Cold email is not an easy tool to use correctly. For some – those who get it right – it can be a great way to develop leads that become customers or clients. For those who do not take the time to learn how to write cold email it can be an expensive waste of time and money.

If you are considering trying cold email yourself, it will be up to you to decide how successful it will be as it will be up to you to decide whether you are willing to take the time to learn how to write a cold email, and to execute all the steps involved in doing so. Well, are you? If so, then read on to get some helpful hints to get you started on the right track.

Cold emailing

Research Your Prospect

One current definition loose definition of spam email – but one that is often used by most spam filters – is an email sent to a person you have never contacted before that is not directed specifically to them – ie; personalized – and is in no way relevant to them. If you buy an email list and then proceed to blindly send a message to every name on the list, then you are not cold emailing, you are spamming.

Cold emails have to be sent to a specific person, using their name, and offer something that could be of value to them. This means researching your prospect and their business and being reasonably sure that what you offer is something that they may be interested in.

Failing to do this is one of the biggest reasons a cold email campaign falls flat. If, by some miracle, a blanket cold email makes it passed the intended recipient’s spam filter it will still be dismissed instantly, as who would ever want to consider doing business with someone who couldn’t even be bothered to find out their name and what they do?

To Template or Not to Template?

Because learning how to write cold emails is something many people struggle with it is tempting to make use of one of the many cold email templates you can find almost everywhere you turn. But that’s the problem; too many people end up using them.

Here is a case in point. There is a popular cold email template out there – available in several different wordings but all following the same basic premise. The template is a series of short cold emails asking to be pointed in the right direction, to be given the email address of the ‘appropriate person’.

Perhaps this was not a bad idea once, but these emails are now failing to pass corporate spam filters due to the sheer volume of people now sending almost the exact same template. So making use of it is a futile waste of time (and resources)

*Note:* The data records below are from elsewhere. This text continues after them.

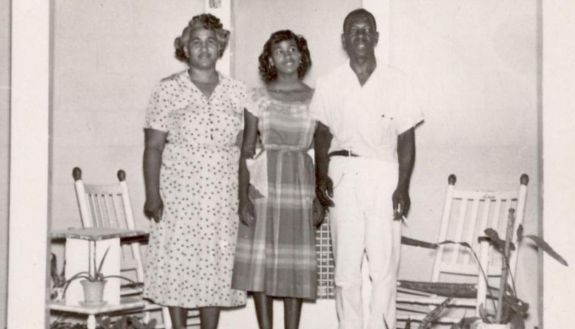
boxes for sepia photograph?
[2,0,574,328]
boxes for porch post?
[8,0,51,327]
[542,1,575,328]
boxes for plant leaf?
[65,271,90,282]
[103,274,137,284]
[402,236,438,249]
[501,294,529,320]
[419,297,452,329]
[453,317,481,329]
[438,239,499,313]
[438,240,472,249]
[96,246,111,276]
[483,228,515,253]
[61,271,91,297]
[524,235,568,266]
[516,224,524,242]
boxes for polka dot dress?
[143,71,248,308]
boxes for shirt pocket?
[378,113,397,135]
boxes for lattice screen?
[315,214,335,299]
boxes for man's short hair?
[343,8,377,32]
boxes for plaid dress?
[232,88,317,299]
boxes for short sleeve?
[243,88,265,118]
[394,76,424,134]
[144,80,176,132]
[308,79,330,128]
[228,79,251,115]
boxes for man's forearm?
[397,128,416,191]
[314,122,332,180]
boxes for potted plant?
[412,209,568,329]
[460,209,565,328]
[62,246,136,306]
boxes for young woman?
[232,30,324,329]
[143,13,248,329]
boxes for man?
[310,8,423,329]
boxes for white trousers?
[329,157,402,329]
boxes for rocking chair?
[397,174,529,326]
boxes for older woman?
[232,30,324,329]
[143,13,248,329]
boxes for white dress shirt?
[309,63,424,163]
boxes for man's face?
[342,13,379,60]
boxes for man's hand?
[394,127,416,221]
[392,188,410,221]
[312,198,327,227]
[314,122,334,208]
[239,197,256,226]
[316,176,335,208]
[144,196,164,223]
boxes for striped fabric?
[232,89,317,299]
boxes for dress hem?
[143,295,246,309]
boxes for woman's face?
[270,39,301,77]
[185,27,220,70]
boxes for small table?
[51,227,148,240]
[50,227,148,328]
[50,298,145,329]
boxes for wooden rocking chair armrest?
[397,284,438,297]
[397,280,478,298]
[121,282,144,290]
[120,282,144,298]
[120,231,149,244]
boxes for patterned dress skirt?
[233,149,317,299]
[232,92,317,299]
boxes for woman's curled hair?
[258,30,312,83]
[174,13,230,62]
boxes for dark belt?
[328,150,359,157]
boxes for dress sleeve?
[395,76,424,134]
[230,80,252,115]
[243,88,264,118]
[144,80,175,132]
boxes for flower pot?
[80,279,107,306]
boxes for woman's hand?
[144,195,164,223]
[239,196,255,226]
[313,198,327,228]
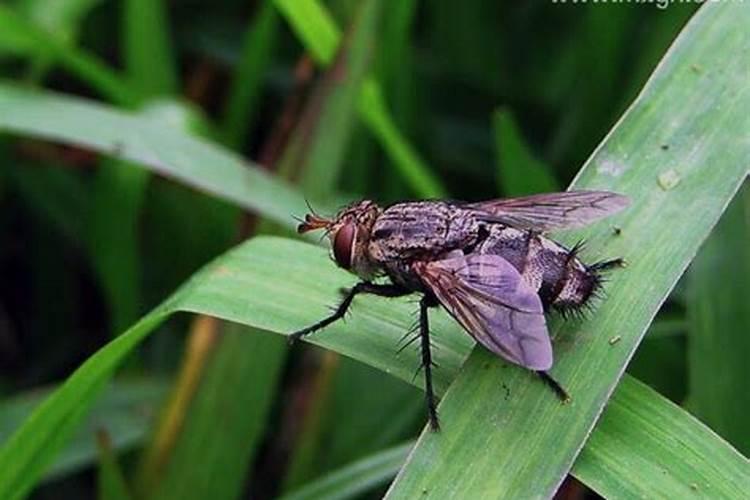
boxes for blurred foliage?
[0,0,746,499]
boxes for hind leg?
[536,371,570,403]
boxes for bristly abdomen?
[476,225,620,316]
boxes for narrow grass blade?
[15,0,105,37]
[0,5,140,106]
[285,0,380,199]
[357,81,446,198]
[687,185,749,454]
[279,441,413,500]
[122,0,177,97]
[96,430,134,500]
[386,3,749,497]
[0,379,167,482]
[144,324,286,500]
[0,310,169,500]
[273,0,446,198]
[220,3,279,149]
[492,107,558,196]
[88,158,149,333]
[273,0,340,65]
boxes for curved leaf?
[0,83,307,229]
[1,237,747,499]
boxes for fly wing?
[466,190,629,232]
[414,251,552,370]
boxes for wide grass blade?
[1,236,747,499]
[0,83,308,229]
[574,377,749,498]
[386,3,749,497]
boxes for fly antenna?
[305,197,323,218]
[297,198,331,234]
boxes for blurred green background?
[0,1,747,499]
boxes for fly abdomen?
[477,226,601,313]
[547,250,600,314]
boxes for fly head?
[297,200,383,279]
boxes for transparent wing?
[466,190,629,231]
[414,251,552,370]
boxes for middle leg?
[419,294,440,431]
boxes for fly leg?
[419,294,441,431]
[536,371,571,403]
[289,282,410,344]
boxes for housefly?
[291,190,629,431]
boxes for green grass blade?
[357,81,446,198]
[687,185,750,454]
[0,310,169,500]
[0,83,308,229]
[16,0,104,41]
[386,3,749,497]
[276,2,386,490]
[273,0,340,65]
[145,325,286,500]
[273,0,446,198]
[279,441,413,500]
[88,158,149,333]
[0,379,167,482]
[220,2,279,149]
[6,162,88,246]
[17,0,106,84]
[1,236,747,499]
[290,0,380,199]
[0,5,140,106]
[573,377,749,498]
[96,430,134,500]
[315,358,421,476]
[122,0,177,97]
[492,107,558,196]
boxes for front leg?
[289,282,411,344]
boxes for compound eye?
[333,223,357,270]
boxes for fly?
[291,190,629,431]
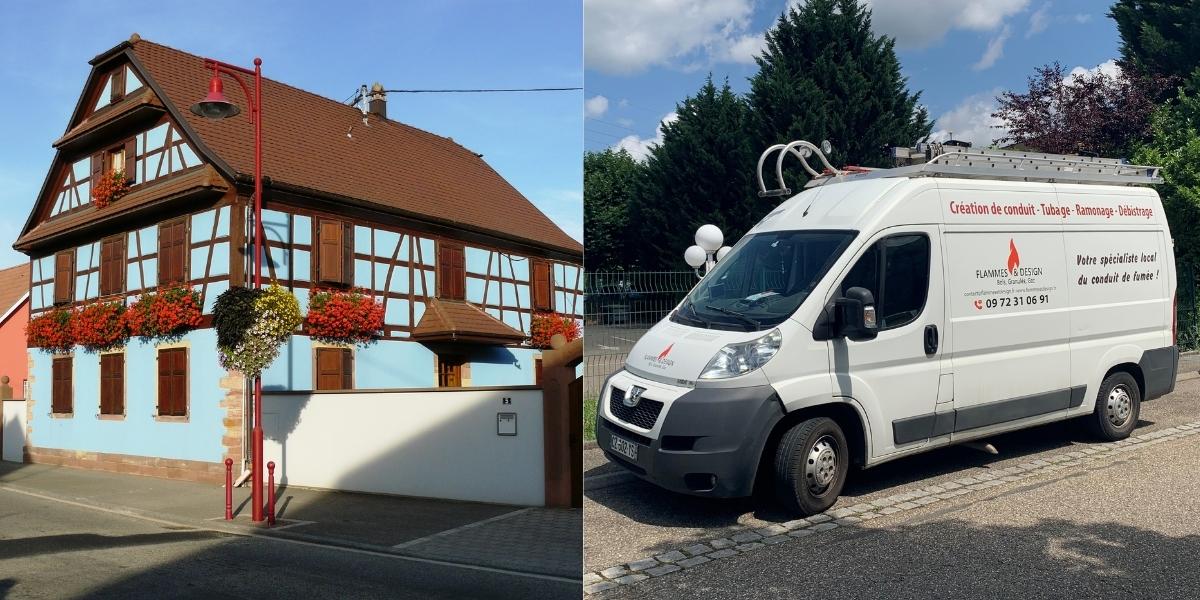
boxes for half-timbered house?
[13,35,583,482]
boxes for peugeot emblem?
[623,386,646,408]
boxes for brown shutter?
[532,260,551,311]
[123,138,137,184]
[91,152,104,182]
[343,223,354,286]
[54,251,74,305]
[438,243,465,300]
[52,358,72,414]
[317,219,344,284]
[100,353,124,415]
[342,349,353,390]
[100,236,125,296]
[158,348,187,416]
[316,348,346,390]
[159,219,186,284]
[110,67,125,102]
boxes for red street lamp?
[191,57,266,522]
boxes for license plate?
[609,434,639,462]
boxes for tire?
[773,417,849,516]
[1086,371,1141,441]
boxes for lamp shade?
[190,74,240,119]
[684,245,707,268]
[695,224,724,252]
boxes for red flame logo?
[1007,239,1020,273]
[658,344,674,360]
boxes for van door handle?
[924,324,939,355]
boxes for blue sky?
[0,0,581,267]
[585,0,1121,158]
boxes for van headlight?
[699,329,782,379]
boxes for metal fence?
[583,271,695,397]
[1179,263,1199,352]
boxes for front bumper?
[595,373,784,498]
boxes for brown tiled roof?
[0,263,30,319]
[127,39,581,257]
[411,299,527,344]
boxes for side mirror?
[836,287,878,341]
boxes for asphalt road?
[0,489,580,600]
[586,377,1200,598]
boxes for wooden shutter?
[54,251,74,305]
[123,138,137,184]
[100,236,125,296]
[157,348,187,417]
[315,348,352,391]
[532,260,552,311]
[438,243,465,300]
[110,67,125,102]
[91,152,104,182]
[100,353,124,415]
[317,219,344,284]
[343,223,354,286]
[437,354,464,388]
[52,357,72,414]
[158,219,186,284]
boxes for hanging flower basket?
[213,283,302,378]
[126,284,203,344]
[91,170,130,209]
[305,288,385,346]
[72,302,130,352]
[530,311,580,349]
[26,308,75,354]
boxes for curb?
[583,420,1200,595]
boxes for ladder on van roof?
[756,140,1163,196]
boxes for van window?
[675,230,856,331]
[841,233,930,330]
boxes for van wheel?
[1087,372,1141,441]
[773,417,848,516]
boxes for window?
[100,353,124,416]
[532,260,553,311]
[109,67,126,103]
[316,218,352,285]
[437,354,466,388]
[437,242,465,300]
[53,250,75,305]
[840,233,930,330]
[51,357,72,415]
[157,348,188,417]
[158,218,187,284]
[99,235,125,296]
[315,348,353,391]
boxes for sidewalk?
[0,461,580,579]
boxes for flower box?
[126,284,203,343]
[91,170,130,209]
[305,288,385,346]
[530,312,580,349]
[72,302,129,352]
[26,308,75,354]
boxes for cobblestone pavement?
[396,508,582,578]
[584,374,1200,595]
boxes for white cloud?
[613,112,678,161]
[1068,59,1121,80]
[584,0,759,74]
[972,25,1011,71]
[1027,2,1050,37]
[863,0,1028,48]
[929,89,1008,148]
[585,95,610,118]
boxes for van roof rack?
[756,140,1163,196]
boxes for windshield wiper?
[682,301,710,327]
[704,304,761,329]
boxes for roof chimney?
[368,82,386,119]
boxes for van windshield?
[673,230,856,331]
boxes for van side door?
[826,225,947,457]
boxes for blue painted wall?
[29,328,228,463]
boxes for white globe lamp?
[695,224,723,253]
[684,245,707,269]
[716,246,732,262]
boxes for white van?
[595,142,1179,515]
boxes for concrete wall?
[28,328,228,463]
[262,387,545,506]
[2,400,25,462]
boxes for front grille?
[608,386,664,430]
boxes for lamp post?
[684,224,732,278]
[191,57,265,522]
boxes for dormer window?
[92,65,142,113]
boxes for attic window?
[91,65,141,113]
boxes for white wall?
[262,388,545,506]
[2,400,26,462]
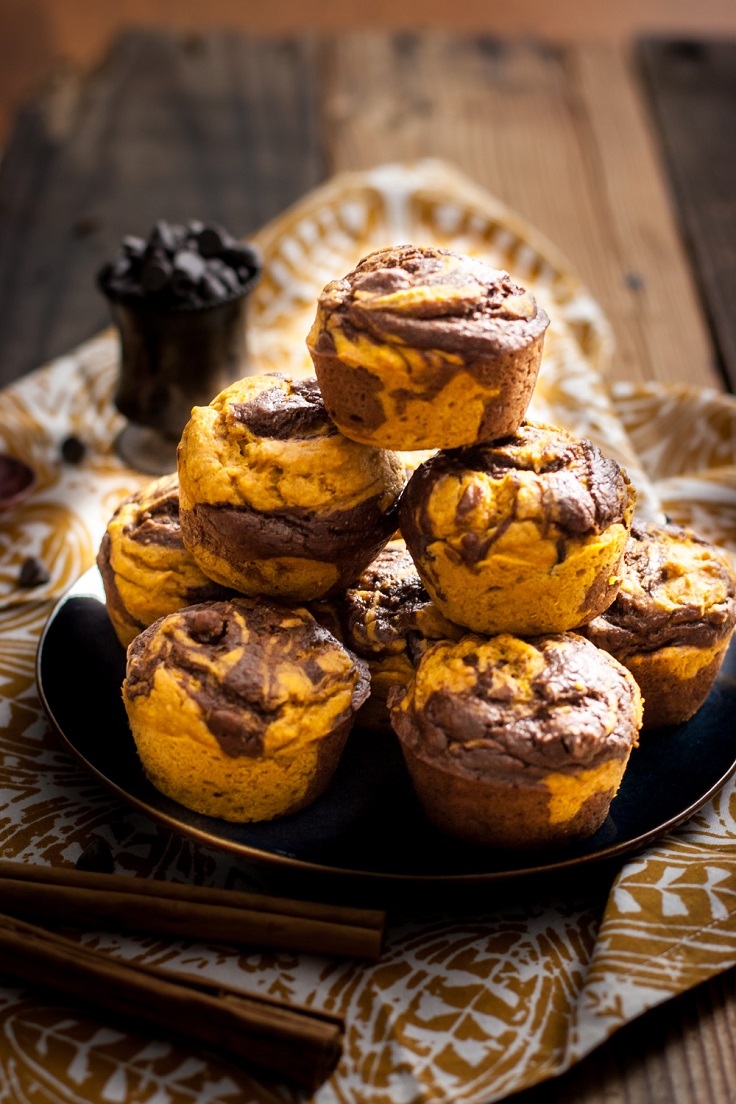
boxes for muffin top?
[308,244,549,359]
[585,522,736,655]
[104,473,185,551]
[338,544,463,660]
[398,421,635,564]
[177,373,406,515]
[390,632,642,780]
[97,474,232,641]
[124,598,370,758]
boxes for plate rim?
[35,566,736,887]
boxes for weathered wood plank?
[0,30,723,393]
[570,43,722,390]
[509,965,736,1104]
[0,29,326,386]
[321,32,720,389]
[638,37,736,392]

As hard as it is, write your own cold emails. Or, if you despair that you will never master how to write cold emails, hire someone who can do it for you.

Cold email for email marketing

Send Your Cold Emails From a Warm Domain

You have written a great cold email, one that will apply to your prospects directly. You’ve done your research and know a little about each recipient. Your copy is original. Everything looks great. But then you make the mistake of sending these emails from a brand new email domain you just obtained for the purpose of this campaign. Sorry to tell you, but as hard as you have worked it’s probable that your cold email campaign will still fail.

That’s because email providers and their spam filters usually take a dim view of email sent from a brand new email domain, and will take an even dimmer view of one that seems in any way promotional. So as hard as you have worked if you do not take the time to warm up your email domain – or if you use one that has been used to send questionable messages in the past – it will be almost certainly doomed to failure from the start.